A single-file Python script (mcp_to_skill.py) that converts any MCP server configuration into a Claude Code skill package implementing the "progressive disclosure" pattern. The core claim: traditional MCP server loading puts all tool definitions into context at startup (20 tools ≈ 30k tokens always loaded), while a generated skill loads only ~100 tokens of metadata at startup, ~5k tokens when the skill fires, and 0 tokens for tool execution.

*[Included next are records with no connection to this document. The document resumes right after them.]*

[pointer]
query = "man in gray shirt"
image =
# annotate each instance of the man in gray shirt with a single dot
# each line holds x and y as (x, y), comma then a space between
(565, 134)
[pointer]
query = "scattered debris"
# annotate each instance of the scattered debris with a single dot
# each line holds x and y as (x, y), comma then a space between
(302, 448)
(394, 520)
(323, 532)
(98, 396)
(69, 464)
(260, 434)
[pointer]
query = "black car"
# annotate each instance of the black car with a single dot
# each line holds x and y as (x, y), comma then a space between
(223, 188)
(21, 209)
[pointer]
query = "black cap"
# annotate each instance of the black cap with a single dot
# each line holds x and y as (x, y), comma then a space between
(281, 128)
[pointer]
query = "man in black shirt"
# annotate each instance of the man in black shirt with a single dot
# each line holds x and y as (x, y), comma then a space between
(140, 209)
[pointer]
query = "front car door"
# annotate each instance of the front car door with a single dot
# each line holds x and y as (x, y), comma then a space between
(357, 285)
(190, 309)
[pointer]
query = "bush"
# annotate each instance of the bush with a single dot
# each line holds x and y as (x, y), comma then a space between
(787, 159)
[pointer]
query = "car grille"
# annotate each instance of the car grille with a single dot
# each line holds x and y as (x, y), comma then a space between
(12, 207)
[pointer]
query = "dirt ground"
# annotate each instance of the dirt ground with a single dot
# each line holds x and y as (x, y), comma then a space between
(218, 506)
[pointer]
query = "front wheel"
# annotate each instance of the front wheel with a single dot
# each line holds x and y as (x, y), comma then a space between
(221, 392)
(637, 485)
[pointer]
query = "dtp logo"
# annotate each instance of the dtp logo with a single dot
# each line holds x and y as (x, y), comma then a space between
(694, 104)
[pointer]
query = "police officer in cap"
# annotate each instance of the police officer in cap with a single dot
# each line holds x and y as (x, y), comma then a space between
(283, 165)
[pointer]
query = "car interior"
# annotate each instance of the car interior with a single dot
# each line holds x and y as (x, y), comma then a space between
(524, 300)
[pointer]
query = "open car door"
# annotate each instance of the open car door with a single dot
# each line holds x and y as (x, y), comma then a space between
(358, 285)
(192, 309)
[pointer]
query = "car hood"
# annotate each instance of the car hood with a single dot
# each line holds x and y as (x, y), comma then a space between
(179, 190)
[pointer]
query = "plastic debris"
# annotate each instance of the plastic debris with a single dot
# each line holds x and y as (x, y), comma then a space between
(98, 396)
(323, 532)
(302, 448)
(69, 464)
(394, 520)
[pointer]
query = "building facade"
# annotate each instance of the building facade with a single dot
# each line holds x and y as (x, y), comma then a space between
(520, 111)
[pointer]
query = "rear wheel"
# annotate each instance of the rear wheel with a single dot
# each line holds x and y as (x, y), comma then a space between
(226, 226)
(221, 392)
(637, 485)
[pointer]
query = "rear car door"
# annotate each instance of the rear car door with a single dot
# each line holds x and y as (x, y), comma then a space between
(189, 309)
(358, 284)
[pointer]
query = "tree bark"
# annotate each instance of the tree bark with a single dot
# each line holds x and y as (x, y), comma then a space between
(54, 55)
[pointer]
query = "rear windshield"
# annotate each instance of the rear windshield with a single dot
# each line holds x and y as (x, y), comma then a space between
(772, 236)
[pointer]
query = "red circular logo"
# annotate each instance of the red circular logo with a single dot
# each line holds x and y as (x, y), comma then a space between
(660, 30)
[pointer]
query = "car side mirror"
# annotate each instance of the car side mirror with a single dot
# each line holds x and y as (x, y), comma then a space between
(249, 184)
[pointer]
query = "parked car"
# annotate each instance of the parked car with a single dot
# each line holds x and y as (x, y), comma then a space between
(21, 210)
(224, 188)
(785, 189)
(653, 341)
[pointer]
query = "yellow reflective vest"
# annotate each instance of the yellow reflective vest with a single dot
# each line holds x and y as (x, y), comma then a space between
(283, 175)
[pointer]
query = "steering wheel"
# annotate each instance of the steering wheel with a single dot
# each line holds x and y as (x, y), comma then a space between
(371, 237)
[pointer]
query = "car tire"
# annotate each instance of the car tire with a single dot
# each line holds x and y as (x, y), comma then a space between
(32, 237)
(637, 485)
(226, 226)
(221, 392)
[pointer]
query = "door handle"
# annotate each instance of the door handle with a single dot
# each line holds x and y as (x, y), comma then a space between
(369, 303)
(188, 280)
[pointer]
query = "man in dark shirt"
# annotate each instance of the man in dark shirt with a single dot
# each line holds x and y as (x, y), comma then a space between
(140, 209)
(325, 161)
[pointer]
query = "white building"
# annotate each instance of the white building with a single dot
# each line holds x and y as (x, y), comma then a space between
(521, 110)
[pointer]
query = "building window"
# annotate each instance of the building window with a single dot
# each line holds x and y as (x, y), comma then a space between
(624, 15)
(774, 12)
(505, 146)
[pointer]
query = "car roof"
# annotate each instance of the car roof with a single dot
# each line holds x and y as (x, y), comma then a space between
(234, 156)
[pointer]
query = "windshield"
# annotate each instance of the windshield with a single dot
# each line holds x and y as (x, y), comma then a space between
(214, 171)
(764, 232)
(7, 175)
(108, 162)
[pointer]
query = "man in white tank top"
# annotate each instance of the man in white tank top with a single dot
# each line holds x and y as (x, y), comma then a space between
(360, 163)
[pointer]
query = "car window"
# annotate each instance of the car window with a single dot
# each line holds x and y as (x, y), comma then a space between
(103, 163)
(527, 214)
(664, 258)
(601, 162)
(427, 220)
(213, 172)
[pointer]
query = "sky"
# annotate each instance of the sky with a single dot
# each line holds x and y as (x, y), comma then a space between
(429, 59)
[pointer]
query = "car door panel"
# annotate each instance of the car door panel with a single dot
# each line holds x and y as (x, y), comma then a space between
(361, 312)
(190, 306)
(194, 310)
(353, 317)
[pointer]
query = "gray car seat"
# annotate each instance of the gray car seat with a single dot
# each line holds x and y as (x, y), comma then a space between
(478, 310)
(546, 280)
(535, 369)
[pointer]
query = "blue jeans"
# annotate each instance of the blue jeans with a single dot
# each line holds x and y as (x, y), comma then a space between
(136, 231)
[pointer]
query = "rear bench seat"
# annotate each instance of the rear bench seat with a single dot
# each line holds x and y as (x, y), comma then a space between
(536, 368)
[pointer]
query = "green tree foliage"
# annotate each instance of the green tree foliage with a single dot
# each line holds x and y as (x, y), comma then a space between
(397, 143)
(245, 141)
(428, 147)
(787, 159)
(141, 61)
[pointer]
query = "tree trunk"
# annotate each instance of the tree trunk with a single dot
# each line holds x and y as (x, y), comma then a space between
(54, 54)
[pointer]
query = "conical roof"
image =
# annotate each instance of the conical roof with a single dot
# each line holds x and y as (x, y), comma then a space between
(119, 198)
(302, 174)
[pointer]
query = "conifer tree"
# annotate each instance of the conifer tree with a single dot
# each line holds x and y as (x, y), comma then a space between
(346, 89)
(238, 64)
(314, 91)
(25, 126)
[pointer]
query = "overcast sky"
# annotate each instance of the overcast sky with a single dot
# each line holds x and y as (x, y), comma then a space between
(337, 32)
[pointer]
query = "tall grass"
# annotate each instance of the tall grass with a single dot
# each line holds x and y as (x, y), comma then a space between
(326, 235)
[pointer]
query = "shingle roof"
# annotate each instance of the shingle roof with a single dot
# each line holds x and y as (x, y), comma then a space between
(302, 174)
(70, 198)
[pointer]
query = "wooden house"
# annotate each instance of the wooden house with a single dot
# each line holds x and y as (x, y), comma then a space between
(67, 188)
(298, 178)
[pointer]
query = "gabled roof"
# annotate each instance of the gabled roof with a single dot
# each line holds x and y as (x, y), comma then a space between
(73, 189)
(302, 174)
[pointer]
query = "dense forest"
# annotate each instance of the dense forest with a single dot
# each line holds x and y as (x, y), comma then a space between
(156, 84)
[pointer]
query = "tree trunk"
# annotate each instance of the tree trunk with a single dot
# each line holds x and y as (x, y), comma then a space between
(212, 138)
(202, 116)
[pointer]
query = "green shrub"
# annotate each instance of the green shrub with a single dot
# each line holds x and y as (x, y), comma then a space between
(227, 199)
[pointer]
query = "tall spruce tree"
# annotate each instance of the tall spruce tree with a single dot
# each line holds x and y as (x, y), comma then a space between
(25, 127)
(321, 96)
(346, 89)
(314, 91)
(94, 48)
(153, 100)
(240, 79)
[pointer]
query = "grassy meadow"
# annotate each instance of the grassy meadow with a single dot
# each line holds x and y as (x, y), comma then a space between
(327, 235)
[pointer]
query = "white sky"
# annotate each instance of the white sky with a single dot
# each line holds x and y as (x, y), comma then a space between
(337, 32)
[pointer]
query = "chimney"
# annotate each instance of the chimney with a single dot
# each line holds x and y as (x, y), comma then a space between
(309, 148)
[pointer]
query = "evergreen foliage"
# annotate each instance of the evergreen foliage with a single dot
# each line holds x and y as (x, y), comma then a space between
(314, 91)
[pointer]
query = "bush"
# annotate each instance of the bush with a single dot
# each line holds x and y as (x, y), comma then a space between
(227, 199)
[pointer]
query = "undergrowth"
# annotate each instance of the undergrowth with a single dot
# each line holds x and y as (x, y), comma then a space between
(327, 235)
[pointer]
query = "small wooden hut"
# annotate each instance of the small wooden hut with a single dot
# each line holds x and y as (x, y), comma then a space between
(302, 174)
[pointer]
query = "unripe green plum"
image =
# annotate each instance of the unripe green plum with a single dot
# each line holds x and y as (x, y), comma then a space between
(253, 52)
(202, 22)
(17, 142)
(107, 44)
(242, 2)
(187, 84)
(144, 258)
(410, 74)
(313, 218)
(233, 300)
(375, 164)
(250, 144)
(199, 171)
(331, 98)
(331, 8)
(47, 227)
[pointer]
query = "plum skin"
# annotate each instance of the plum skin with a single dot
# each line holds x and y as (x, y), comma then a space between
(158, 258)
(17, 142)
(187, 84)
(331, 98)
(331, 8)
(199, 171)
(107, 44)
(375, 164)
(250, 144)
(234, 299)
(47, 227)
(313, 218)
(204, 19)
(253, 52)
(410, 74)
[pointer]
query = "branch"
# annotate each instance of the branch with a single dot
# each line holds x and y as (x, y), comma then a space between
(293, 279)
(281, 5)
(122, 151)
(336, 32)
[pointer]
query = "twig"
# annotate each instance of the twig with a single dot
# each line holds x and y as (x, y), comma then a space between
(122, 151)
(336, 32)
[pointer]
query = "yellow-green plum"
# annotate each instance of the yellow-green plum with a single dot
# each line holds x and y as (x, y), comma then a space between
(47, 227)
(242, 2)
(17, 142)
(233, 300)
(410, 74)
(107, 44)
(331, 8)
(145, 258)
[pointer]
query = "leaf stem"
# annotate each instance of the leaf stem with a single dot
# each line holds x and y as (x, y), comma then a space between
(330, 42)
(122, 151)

The converter introspects the MCP server to get its tool list, generates a SKILL.md with instructions for Claude, an executor.py that handles MCP protocol communication at runtime, and supporting config files. The generated skill directs Claude to identify the appropriate tool, generate a JSON call specification, and invoke the executor script — effectively converting the MCP tool-call paradigm into a subprocess invocation paradigm.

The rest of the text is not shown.